When you create a SAP object, ASAP automatically parses filenames to extract:

Field Source Example
bird_id Filename prefix “S237”
day_post_hatch Subfolder name “190”
recording_date Parsed from filename “10-31”
recording_time Parsed from filename “18:33:57”
label User-provided “Baseline”

Organizing Your Recording Data

ASAP expects recordings to be organized in a specific folder structure, where each subfolder represents a developmental time point:

base_path/
├── 190/                  # Day 190 post-hatch
│   ├── S237_42674.66837050_10_31_18_33_57.wav
│   ├── S237_42674.67577440_10_31_18_46_17.wav
│   └── ...
├── 201/                  # Day 201 post-hatch  
│   ├── S237_42685.1754581_11_11_0_29_14.wav
│   └── ...
└── 203/                  # Day 203 post-hatch
    ├── S237_42687.72024667_11_13_20_0_24.wav
    └── ...

Note: Subfolder names are used as day_post_hatch values. While typically numeric days, any consistent naming convention works (e.g., “pre”, “post”, “recovery”).

Creating a SAP Object

library(ASAP)

# Create SAP object from organized recording folders
sap <- create_sap_object(
  base_path = "/path/to/recordings",
  subfolders_to_include = c("190", "201", "203"),
  labels = c("Baseline", "Post", "Recovery")
)

# View the structure
print(sap)
summary(sap)

Example output:

SAP Object
===========
Base path: /path/to/recordings
Time points: 3 (190, 201, 203)
Labels: Baseline, Post, Recovery
Total files: 1247
  - 190 (Baseline): 89 files
  - 201 (Post): 704 files
  - 203 (Recovery): 454 files

Key Arguments

Argument Description
base_path Root directory containing recording folders
subfolders_to_include Vector of folder names to process (default: all folders)
subfolders_to_exclude Folders to ignore (default: “templates”, “plots”)
labels Human-readable labels for each time point

Exploring SAP Object Contents

# View metadata extracted from filenames
head(sap$metadata)

# Check number of files per time point
table(sap$metadata$label)

# View unique bird IDs
unique(sap$metadata$bird_id)

# Visualize sample recordings
visualize_song(sap, n_samples = 4, random = TRUE)

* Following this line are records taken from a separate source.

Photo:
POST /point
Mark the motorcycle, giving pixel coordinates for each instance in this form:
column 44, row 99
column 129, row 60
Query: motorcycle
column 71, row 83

Example metadata structure:

filename bird_id day_post_hatch recording_date recording_time label
S237_42674…wav S237 190 10-31 18:33:57 Baseline
S237_42685…wav S237 201 11-11 00:29:14 Post
S237_42687…wav S237 203 11-13 20:00:24 Recovery
Sample spectrograms from SAP object across time points.

Sample spectrograms from SAP object across time points.

SAP Object Structure

A SAP object contains the following components:

Component Description
$base_path Root directory path
$metadata Data frame with file information (extracted from filenames)
$templates Template storage (after create_template())
$motifs Detected motifs (after find_motif())
$bouts Detected bouts (after find_bout())
$features Extracted features (after analyze_spectral())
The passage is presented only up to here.